If I had my druthers, I would like to take my wife and our dog and move to Provence – to a small village somewhat near Avignon – and live out the rest of my life there in the south of France. When I tell friends of this secret little desire, they always ask me what in heaven’s name I would do all day! I’ll get to that.

I don’t imagine this as a temporary move – as a long vacation or sabbatical to France. I rather see it as a permanent relocation to one of the most beautiful and civilized places in the world.

I recently read Peter Mayle’s lovely little book, A Year in Provence. I object to those who think that it is Mayle who planted this seed in my mind. It’s not true. I wrote here more than two years ago of my gnawing desire to find a nice place in Avignon where we could live out our lives. However, Mayle relit all this desire in me.

This past September we were in the region around Aix-en-Provence, and in Puyrigard, a little village just north of Aix. It’s a wonderful region, only 20 minutes from Marseille and the Mediterranean Sea – and only an hour or so away from Nice and a two hour train voyage to Paris and less than that to Barcelona, in Spain. It’s much less than an hour drive to Avignon, a community as beautiful and inviting as any place on earth. And, unlike many people who tell me about French people, I find the citizens and inhabitants of France among the kindest, friendliest and most generous people on earth.

A place somewhere in the gentle Lubéron Mountains (la montagne du Lubéron) would be nice – something with a bit of a view, where the sun would greet us boldly in the morning (le matin) and says bonne nuit in the evening. I would even graciously agree to my wife keeping a few sheep on the grounds and a horse at one of the riding stables that surround Avignon.

Our little place would have a study where I could read and write to my heart’s content; and it would have a spare bedroom where guests might come and stay with us for a day or two (provided they abide by the rules not to disturb me during my reading or writing time). A couple of times each week, we would travel into Avignon to have lunch (déjeuner) or dinner (dîner); or perhaps we’d go to Aix, or Montpellier, or Perpignan or Toulon or La Ciotat. And, every few months, we could take the fast train to Paris and stay a day or two so we could visit le Musée d’Orsay and also walk in le Jarden du Luxembourg. Occasionally, while in Paris, we’d spend an evening at l’opéra or have dinner at L’Astrance sur le rue Beethoven.

Of course, from our little home in les Lubéron we could easily visit Avignon and tour le Palais des Papes or les jardin du Rocher des Doms. There are beautiful street markets in Avignon as well and there we could buy our fresh vegetables and fruits for the week. And, in Avignon, I could take some simple classes en gastronomie as well.

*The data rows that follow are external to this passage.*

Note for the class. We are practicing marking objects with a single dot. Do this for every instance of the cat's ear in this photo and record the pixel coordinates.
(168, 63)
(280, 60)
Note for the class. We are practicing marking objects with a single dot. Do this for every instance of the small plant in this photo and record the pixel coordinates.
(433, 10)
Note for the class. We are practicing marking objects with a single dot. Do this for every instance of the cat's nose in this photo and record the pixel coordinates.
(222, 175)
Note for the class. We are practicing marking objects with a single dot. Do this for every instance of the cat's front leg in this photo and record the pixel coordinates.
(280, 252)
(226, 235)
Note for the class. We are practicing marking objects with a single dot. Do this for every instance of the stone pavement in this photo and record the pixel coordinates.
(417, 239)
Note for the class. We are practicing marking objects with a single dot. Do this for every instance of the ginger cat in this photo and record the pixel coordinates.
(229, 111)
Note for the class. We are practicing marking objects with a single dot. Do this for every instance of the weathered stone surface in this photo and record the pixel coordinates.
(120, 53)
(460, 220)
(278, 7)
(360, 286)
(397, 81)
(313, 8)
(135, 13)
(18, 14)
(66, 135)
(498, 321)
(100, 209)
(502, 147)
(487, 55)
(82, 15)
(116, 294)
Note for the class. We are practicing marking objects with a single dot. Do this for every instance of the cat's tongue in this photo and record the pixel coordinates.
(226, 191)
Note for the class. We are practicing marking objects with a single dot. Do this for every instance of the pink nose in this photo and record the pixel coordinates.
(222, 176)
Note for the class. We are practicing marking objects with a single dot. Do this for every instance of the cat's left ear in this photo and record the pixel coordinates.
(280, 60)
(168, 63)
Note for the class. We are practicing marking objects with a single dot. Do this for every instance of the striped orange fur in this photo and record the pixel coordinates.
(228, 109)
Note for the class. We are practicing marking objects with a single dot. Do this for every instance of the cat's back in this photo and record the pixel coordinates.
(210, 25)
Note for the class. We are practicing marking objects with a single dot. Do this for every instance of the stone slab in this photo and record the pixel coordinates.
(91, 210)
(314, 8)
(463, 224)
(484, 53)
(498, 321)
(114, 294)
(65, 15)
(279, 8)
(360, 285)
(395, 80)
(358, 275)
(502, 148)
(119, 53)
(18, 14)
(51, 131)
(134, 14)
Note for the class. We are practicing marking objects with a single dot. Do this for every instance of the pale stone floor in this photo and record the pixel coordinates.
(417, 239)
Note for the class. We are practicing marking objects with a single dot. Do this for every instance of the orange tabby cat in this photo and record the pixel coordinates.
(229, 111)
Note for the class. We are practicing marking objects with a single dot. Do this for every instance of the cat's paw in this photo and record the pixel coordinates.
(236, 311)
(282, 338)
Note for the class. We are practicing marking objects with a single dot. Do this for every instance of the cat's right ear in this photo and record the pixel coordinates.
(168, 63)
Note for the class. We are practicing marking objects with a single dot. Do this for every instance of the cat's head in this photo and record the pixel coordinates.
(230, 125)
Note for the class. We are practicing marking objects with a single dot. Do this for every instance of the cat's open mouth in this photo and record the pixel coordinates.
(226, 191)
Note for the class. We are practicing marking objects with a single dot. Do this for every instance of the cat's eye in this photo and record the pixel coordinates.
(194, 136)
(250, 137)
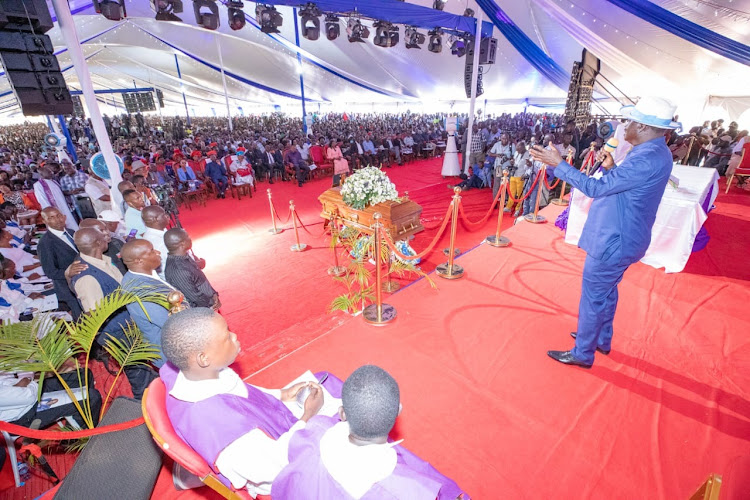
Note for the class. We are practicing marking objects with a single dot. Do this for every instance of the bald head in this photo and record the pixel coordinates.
(53, 218)
(90, 241)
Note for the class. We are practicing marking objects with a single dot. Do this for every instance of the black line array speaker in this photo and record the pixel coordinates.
(28, 58)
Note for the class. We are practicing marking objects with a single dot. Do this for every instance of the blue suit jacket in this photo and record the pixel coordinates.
(626, 199)
(149, 324)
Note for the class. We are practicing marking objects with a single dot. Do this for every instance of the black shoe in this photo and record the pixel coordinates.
(575, 334)
(566, 357)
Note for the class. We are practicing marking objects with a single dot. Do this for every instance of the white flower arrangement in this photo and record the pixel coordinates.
(368, 186)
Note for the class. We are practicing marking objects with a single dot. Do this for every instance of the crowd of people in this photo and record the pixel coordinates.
(80, 250)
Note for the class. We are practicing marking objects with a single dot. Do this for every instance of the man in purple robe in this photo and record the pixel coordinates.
(242, 431)
(353, 459)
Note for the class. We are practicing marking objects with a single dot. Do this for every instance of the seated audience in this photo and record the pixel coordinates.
(242, 431)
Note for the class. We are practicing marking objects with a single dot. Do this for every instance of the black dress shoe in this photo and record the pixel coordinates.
(566, 357)
(575, 334)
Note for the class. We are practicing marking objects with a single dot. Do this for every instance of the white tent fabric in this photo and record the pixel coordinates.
(263, 72)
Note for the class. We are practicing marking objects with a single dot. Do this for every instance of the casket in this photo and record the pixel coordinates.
(400, 218)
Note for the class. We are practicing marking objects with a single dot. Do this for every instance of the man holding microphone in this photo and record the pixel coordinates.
(618, 229)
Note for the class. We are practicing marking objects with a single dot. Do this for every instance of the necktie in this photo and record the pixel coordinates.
(70, 239)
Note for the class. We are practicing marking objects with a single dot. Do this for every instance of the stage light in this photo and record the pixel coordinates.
(356, 31)
(206, 14)
(386, 34)
(114, 10)
(268, 18)
(235, 14)
(413, 38)
(458, 47)
(166, 9)
(310, 15)
(436, 41)
(333, 30)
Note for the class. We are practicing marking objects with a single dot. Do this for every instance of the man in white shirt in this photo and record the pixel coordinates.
(99, 192)
(242, 431)
(156, 221)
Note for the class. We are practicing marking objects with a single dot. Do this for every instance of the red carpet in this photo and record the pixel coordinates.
(481, 399)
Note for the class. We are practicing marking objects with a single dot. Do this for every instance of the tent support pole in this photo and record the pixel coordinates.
(223, 81)
(70, 37)
(474, 77)
(301, 75)
(184, 99)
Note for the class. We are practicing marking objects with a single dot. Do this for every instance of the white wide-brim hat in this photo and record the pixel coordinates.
(653, 111)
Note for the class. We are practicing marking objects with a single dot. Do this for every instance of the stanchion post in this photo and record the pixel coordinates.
(561, 200)
(297, 247)
(496, 240)
(450, 270)
(336, 269)
(535, 217)
(274, 229)
(378, 313)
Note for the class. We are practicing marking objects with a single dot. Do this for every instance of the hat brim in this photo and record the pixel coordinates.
(630, 113)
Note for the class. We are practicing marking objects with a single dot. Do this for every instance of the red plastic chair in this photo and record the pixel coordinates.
(155, 414)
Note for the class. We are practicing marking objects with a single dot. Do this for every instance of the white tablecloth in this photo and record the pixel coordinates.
(678, 220)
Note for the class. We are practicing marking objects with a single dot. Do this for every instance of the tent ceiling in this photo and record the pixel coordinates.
(639, 58)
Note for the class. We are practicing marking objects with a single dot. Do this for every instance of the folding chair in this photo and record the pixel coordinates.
(154, 406)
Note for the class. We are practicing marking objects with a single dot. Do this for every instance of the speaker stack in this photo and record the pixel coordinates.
(28, 58)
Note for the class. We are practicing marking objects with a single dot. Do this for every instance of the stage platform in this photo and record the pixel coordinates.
(482, 401)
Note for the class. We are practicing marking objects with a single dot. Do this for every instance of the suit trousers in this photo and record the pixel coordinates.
(596, 310)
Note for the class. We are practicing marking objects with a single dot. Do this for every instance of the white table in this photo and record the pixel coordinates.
(678, 220)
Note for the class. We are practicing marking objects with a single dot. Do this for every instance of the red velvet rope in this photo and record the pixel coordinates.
(531, 189)
(429, 248)
(20, 430)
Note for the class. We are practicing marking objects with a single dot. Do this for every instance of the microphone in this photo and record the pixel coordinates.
(610, 148)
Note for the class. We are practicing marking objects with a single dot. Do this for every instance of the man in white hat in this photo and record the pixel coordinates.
(618, 229)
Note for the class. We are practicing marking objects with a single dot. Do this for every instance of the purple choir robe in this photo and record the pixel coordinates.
(306, 477)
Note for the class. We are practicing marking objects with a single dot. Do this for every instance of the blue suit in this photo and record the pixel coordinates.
(616, 234)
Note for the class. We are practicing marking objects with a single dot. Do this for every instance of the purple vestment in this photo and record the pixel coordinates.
(306, 477)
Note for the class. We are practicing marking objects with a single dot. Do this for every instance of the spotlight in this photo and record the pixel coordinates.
(436, 41)
(413, 38)
(166, 9)
(114, 10)
(356, 31)
(333, 30)
(235, 14)
(206, 13)
(386, 34)
(458, 47)
(269, 18)
(310, 15)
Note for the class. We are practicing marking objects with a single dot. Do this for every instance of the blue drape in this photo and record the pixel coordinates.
(685, 29)
(528, 49)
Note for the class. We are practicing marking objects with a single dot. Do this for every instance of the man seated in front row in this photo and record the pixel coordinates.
(353, 459)
(242, 431)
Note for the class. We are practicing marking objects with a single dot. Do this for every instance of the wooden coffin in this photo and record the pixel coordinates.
(400, 218)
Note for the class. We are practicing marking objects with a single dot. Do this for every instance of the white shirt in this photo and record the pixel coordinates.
(355, 468)
(156, 238)
(253, 460)
(96, 189)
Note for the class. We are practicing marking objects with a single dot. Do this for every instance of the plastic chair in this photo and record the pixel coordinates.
(155, 414)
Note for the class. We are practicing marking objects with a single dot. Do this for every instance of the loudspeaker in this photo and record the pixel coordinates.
(25, 15)
(34, 73)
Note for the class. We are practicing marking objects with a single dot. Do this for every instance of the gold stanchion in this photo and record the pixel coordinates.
(274, 229)
(561, 200)
(449, 270)
(378, 313)
(535, 217)
(298, 247)
(496, 240)
(336, 269)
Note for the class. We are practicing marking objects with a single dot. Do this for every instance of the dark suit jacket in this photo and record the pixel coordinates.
(55, 256)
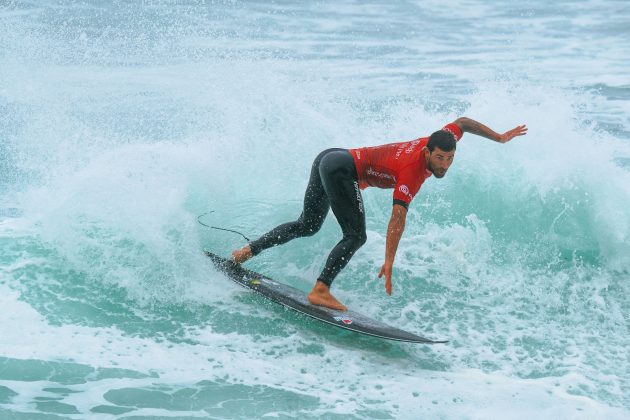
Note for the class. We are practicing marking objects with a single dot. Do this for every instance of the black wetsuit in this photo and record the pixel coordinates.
(333, 184)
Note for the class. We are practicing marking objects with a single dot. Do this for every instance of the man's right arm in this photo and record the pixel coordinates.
(468, 125)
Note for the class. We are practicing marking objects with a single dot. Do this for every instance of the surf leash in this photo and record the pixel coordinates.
(218, 227)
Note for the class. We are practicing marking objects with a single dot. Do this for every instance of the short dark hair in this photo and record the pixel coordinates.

Primarily, however, I would sit outside on the terrace (la terrasse), at our home, and read the books by the world’s greatest writers and inevitably peek up from time to time to look out over the gentle, mellow montagne du Lubéron.

When I write, I won’t give even a thought to Rick Santorum, or Rush Limbaugh, or capital punishment, or Mississippi. I’ll write short stories about lovers, about small children who want to be soccer players, about a genius who believes he is a moron, about legions of people who think there is no single way to God.

At the going down of the sun, I’ll have a glass of lovely wine with my wife and her eyes will glimmer as they did on our honeymoon in France so many years ago – in that wonderful room that had been crafted out in the barn that stood behind the inn in Dijon (l’auberge à Dijon).

In a very small village west of Divonne-les-Bains, where we stayed for a couple of evenings, we dined on the sidewalk at a little restaurant called Chez Yvette. The sun was sinking as we concluded our meal. A farmer in the village had finished milking his cows and he gently herded them up the street, past where we sat sipping on our wine, and he guided them out into a pasture behind the café. As it started to get dark, we went inside the establishment to pay our bill (le addition). The owners, their family and some friends from the community were all dining together at one big table, celebrating something or other (our French was not good enough back then to comprehend). They invited us to join them and they poured us glasses of wine and a farmer passed a big bucket of langoustine (un seau de langoustine) to us. They were small, shell fish that looked like baby lobsters – perhaps crawdads in the states. We joined in the celebration.
Eventually I tried to explain that we were on our honeymoon. Miel, I knew, was the French word for honey and lune, of course was the word for moon. I tried putting them together as lune de miel (moon of honey). Everyone looked quizzically at me. It took a terribly long time before one of the party understood and explained to the others who all laughed and shouted. In a flash the proprietor got a ladder and climbed up to a top shelf and brought down a very special, dust covered bottle of cognac and poured glasses all around so that the entire company could toast us.
It was an extraordinary evening that I’ll never forget and, for me, the highlight of our lune de miel. Oh, my!